In 1914, Simmonds purchased an old sugar plantation near Babinda. He was regarded as a pioneer of the local sugar industry and was a long-serving director of the Babinda Central Sugar Mill, including as chairman from 1936 to 1939, 1950 to 1953 and 1955 to 1957. Simmonds enlisted as a private in the Australian Imperial Force in August 1917. He served on the Western Front with the 15th Battalion and was wounded in action, being discharged from the AIF in September 1919. He was involved in recruitment campaigns during World War I and civil defence initiatives during World War II, being made a life member of the Returned Sailors' and Soldiers' Imperial League of Australia in 1950.

==Politics==
Simmonds was a member of the Cairns Shire Council (renamed the Shire of Mulgrave in 1940) across six decades, serving from 1915 to 1917, 1920 to 1924, 1927 to 1936 and 1958 to 1964. He was chairman of the council from 1930 to 1936.

Simmonds was an unsuccessful Country Party candidate for the House of Representatives at the 1940 and 1943 federal elections, standing against the incumbent Australian Labor Party (ALP) member Bill Riordan in the safe Labor seat of Kennedy. He was associated with the Northern Country Party, the party's largely independent North Queensland division which occasionally disaffiliated from the Queensland Country Party, such as at the 1943 election.

At the 1949 election, Simmonds was elected to the Senate running for the Country Party on a joint Coalition ticket with the Liberal Party. As the election following an expansion of parliament, his term began on 22 February 1950 and was due to conclude on 30 June 1953. However, his term was cut short by a double dissolution on 19 March 1951 and he was not re-endorsed at the 1951 election. As the Coalition had seven incumbent senators and was only considered likely to win a maximum of six seats, it was determined that Simmonds would be dropped from the ticket as the most junior senator.

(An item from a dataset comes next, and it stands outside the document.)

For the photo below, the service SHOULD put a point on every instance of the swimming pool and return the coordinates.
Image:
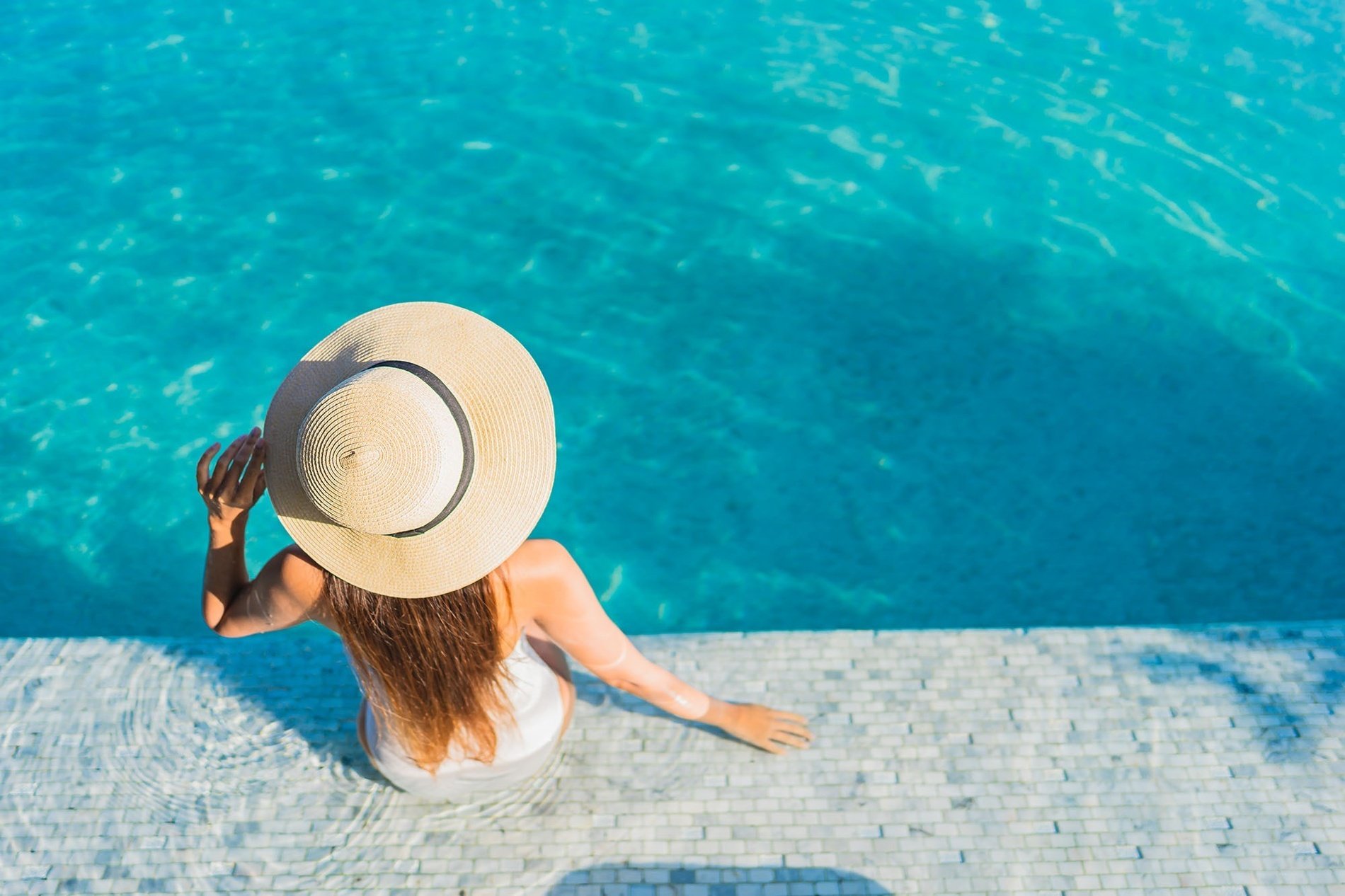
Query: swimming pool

In the Senate, Simmonds was an advocate for North Queensland which he regarded as having been neglected. He was an "ardent" anti-socialist and spoke in favour of the Menzies government's Communist Party Dissolution Act 1950. He also supported "bipartisan political support for the decisions of arbitration bodies, financial assistance to enable European farmers to settle in Australia, and, in order to reverse the 'drift from the land', increased subsidies and improved amenities for country dwellers".

==Personal life==
In 1911, Simmonds married Beatrice Moller, with whom he had one son. His wife was granted a divorce in 1924 on the grounds of "misconduct", after she employed a private detective who discovered Simmonds had been conducting an affair with a woman in Brisbane.

In 1926, Simmonds remarried to Ida Burnett, a nurse. He was appointed a Member of the British Empire (MBE) in 1961. He died at the Babinda District Hospital on 2 January 1967, having been predeceased by the only son of his second marriage.